Quarterly Review and Recent Corporate Updates

  • Enrollment is open for the Company Phase 1b clinical study evaluating the safety, tolerability, pharmacokinetics and anti-tumor activity of PH-762 in a neoadjuvant setting in subjects with advanced melanoma.
  • Presented new in vivo data at the AACR Annual Meeting 2022 provide strong justification for the clinical use of PH-894, a BRD4-targeting, self-delivering RNAi, as monotherapy, as well as in combination with systemic PD-1 therapy.
  • Continue to develop the PH-3861, a dual-target INTASYL towards PD-1 and BRD4. Last year this program reported data showing PH-3861 obtained complete treatment of tumors in a in vivo model of hepatoma and exceeded the effectiveness of small -molecule and antibody suppression treatments to the same targets. In addition, local INTASYL therapy has been shown to induce a systemic anti-tumor response with clearance of untreated distal tumor.

Upcoming Pipeline Milestones

  • IND-enabled studies for PH-894 are expected to be completed in the second half of 2022.
  • On track to report top-line data from the first group of patients with advanced melanoma in the clinical trial for PH-762 in the first quarter of 2023.
  • Additional data publications on the Company’s pipeline programs.

Financial Results

Money position

on March 31, 2022the Company has cash already $ 20.5 million compared to $ 24.1 million on December 31, 2021. The Company expects its current money to be sufficient to fund its current planned operations until the second quarter of 2023.

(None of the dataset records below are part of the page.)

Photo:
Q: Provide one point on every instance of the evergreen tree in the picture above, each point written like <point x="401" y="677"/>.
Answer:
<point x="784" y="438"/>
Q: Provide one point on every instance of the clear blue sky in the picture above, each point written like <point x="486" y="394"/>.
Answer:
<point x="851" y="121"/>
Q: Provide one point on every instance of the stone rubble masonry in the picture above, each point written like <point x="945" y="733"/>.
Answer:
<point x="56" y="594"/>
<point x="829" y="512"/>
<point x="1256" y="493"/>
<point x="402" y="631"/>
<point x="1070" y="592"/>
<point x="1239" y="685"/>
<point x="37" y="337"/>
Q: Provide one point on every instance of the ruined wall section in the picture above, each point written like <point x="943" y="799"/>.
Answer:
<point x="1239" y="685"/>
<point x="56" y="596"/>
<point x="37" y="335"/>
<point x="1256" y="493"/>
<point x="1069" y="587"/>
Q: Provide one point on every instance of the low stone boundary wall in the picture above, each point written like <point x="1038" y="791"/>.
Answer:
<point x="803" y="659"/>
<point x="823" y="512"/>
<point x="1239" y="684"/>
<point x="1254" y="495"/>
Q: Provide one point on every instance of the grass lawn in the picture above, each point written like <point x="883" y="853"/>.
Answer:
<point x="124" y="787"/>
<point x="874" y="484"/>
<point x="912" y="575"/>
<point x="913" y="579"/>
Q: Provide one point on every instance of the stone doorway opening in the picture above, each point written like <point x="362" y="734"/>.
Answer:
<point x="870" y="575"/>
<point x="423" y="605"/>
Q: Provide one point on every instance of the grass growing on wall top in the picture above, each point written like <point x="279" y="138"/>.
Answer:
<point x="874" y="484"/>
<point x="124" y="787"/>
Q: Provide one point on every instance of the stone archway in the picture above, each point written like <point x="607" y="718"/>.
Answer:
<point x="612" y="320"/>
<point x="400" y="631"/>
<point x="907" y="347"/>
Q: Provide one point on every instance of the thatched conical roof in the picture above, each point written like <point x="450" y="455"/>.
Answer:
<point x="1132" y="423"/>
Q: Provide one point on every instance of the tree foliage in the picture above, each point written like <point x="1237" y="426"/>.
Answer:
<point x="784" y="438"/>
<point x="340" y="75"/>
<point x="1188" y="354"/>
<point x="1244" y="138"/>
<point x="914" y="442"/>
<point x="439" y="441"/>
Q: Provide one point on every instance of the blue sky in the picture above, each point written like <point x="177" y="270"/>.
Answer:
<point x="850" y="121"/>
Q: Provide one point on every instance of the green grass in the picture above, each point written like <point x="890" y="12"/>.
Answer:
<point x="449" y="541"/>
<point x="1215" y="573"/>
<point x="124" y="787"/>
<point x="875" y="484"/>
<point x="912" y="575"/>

Research and Development Costs

Research and development costs are estimated $ 1.6 million for the quarter is over March 31, 2022compared to estimates $ 2.4 million for the quarter is over March 31, 2021. The reduction was primarily due to preclinical studies and manufacturing costs to support the Company’s clinical trial of PH-762, which was completed in the previous year period, offset by rising CRO costs in preparation for the launch. of the Company’s clinical trial of PH -762 and staff -related costs due to the increase in the number of people compared to last year.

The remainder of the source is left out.